A historic school bell, once thought to be lost, is back where it belongs now. The cast iron bell dates back to the 1890's. Recently it was rediscovered, and will now go on display at a Hanford school.
Students at Kit Carson School hear the sound of a bell drastically different from the sound a 120 year old bell once made. Pictures show the bell tower in it's early years at Hanford's Eureka school. It was closed down back in the 1950's and eventually became Kit Carson. Stories of the bell remained long after the school was gone.
"In the early 70's the old Eureka school had burned down. We were under the understanding, when I grew up, that the bell was stolen before then," said Bernadette Oliveira, a volunteer at the school.
Bernadette Oliveira says she was shocked to find out the bell had been close by the whole time.
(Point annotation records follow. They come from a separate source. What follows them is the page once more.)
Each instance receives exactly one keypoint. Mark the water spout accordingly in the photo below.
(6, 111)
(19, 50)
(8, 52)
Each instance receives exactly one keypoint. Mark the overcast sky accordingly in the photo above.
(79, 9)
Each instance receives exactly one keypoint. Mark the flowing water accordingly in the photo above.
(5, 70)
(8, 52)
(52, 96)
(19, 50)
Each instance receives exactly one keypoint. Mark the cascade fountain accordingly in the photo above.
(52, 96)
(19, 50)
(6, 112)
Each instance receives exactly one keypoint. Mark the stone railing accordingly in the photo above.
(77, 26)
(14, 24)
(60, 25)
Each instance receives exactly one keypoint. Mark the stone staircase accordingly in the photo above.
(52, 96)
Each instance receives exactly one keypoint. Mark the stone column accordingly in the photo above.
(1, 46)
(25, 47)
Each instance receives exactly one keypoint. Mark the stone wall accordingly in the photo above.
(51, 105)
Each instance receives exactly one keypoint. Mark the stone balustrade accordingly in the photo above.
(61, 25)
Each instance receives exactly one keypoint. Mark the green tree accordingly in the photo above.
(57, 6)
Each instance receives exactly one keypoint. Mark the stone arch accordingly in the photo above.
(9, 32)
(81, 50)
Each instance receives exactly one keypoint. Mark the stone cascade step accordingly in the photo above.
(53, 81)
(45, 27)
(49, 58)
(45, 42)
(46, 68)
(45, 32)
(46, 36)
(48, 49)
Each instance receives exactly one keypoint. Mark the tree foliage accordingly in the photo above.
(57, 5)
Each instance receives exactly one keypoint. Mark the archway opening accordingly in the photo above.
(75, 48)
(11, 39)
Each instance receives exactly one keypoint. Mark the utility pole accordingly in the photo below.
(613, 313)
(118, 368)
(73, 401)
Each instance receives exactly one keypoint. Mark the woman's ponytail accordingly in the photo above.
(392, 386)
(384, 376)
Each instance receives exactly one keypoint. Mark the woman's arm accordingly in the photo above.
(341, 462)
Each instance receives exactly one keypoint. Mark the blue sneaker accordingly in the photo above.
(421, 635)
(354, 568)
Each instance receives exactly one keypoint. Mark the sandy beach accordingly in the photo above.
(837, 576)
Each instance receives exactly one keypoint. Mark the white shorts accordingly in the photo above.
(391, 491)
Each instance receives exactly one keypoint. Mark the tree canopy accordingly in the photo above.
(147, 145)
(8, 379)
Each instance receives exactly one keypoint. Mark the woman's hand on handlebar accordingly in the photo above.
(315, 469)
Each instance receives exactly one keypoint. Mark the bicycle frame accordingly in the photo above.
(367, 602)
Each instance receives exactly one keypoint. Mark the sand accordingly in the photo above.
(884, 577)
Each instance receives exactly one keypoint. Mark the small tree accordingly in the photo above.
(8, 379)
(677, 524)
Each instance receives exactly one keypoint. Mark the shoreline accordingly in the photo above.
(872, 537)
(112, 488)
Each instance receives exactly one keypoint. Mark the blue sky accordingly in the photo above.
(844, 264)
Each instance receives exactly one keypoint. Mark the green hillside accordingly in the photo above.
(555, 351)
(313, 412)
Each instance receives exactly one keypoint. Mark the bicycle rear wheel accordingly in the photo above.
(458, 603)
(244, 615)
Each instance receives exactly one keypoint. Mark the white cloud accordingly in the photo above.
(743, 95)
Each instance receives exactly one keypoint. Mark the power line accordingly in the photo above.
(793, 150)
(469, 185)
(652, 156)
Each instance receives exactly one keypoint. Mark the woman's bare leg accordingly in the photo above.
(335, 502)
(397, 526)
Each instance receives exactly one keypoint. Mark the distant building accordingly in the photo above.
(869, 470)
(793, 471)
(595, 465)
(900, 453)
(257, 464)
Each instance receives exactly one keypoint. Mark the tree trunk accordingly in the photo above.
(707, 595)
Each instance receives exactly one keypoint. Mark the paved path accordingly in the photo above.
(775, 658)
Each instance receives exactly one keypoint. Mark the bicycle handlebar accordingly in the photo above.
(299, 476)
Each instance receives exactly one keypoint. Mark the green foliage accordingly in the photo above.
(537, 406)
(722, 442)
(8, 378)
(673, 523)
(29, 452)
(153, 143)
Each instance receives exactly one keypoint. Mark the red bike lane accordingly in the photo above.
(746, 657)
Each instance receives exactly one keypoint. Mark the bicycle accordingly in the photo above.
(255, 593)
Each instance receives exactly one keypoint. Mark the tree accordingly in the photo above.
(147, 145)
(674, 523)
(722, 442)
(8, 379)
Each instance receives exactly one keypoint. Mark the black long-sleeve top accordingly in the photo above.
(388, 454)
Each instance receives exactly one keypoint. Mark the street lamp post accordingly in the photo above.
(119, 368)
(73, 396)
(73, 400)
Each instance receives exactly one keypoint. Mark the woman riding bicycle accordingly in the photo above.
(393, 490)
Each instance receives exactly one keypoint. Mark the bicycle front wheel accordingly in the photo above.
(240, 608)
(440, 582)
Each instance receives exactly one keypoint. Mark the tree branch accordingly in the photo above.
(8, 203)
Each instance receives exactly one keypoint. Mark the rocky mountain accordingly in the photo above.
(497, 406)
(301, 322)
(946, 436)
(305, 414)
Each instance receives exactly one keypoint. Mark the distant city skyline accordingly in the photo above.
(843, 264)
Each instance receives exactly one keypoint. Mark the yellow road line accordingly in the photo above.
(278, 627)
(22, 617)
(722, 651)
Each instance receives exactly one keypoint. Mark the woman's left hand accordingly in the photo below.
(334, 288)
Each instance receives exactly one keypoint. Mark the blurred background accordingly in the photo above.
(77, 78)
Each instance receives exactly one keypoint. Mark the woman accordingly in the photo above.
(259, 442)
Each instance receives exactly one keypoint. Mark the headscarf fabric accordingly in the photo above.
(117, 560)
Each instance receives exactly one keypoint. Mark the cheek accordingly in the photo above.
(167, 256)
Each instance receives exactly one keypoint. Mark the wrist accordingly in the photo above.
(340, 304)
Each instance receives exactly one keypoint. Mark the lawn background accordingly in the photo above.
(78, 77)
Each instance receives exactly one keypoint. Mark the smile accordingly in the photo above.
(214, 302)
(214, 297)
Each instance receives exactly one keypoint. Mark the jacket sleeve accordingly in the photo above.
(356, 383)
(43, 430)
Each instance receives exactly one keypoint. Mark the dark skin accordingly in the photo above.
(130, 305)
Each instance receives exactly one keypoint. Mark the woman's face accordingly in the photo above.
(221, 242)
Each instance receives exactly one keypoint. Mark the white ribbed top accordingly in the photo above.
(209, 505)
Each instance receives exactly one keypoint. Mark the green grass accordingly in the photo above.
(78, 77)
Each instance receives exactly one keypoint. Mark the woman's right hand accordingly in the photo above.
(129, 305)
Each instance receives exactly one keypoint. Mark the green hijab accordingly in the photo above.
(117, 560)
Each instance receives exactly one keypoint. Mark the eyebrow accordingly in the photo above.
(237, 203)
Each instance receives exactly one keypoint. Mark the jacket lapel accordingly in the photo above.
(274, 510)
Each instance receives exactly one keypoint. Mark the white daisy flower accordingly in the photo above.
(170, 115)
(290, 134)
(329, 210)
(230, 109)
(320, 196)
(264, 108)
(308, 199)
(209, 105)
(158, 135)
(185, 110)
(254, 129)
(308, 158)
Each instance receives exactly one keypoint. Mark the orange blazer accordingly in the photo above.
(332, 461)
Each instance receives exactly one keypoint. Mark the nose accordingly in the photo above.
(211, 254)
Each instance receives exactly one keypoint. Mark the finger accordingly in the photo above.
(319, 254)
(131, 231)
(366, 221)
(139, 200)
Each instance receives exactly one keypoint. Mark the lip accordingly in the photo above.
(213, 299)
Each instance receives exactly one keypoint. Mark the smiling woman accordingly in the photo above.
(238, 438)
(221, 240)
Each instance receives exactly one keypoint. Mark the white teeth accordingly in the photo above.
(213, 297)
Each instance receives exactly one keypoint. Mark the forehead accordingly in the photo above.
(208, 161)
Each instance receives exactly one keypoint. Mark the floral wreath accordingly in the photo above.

Principal Todd Barlow recently got a call from a man offering to give it back.
"When we first got it it was a big, heavy, ugly piece of metal," said Barlow.
After getting sand-blasted, clues were revealed about when and where it was made. But to find out how it got from a school to someone's yard, they went to historian David Gonzales. He attended Eureka beginning in 1938 and remembers after a longtime principal died in a San Francisco fire, the bell was given to her family.
"I knew the family and, in fact, my mom had worked for them. I happened to see it where they had it displayed by their swimming pool," said Gonzales, who is 80 years old.
All these years later, the bell is back at a school. It'll be unveiled to the public next month as Kit Carson celebrates its 60th anniversary.
Someday the bell will be displayed in a new marquee in front of the school. The principal hopes to mix old history with current design.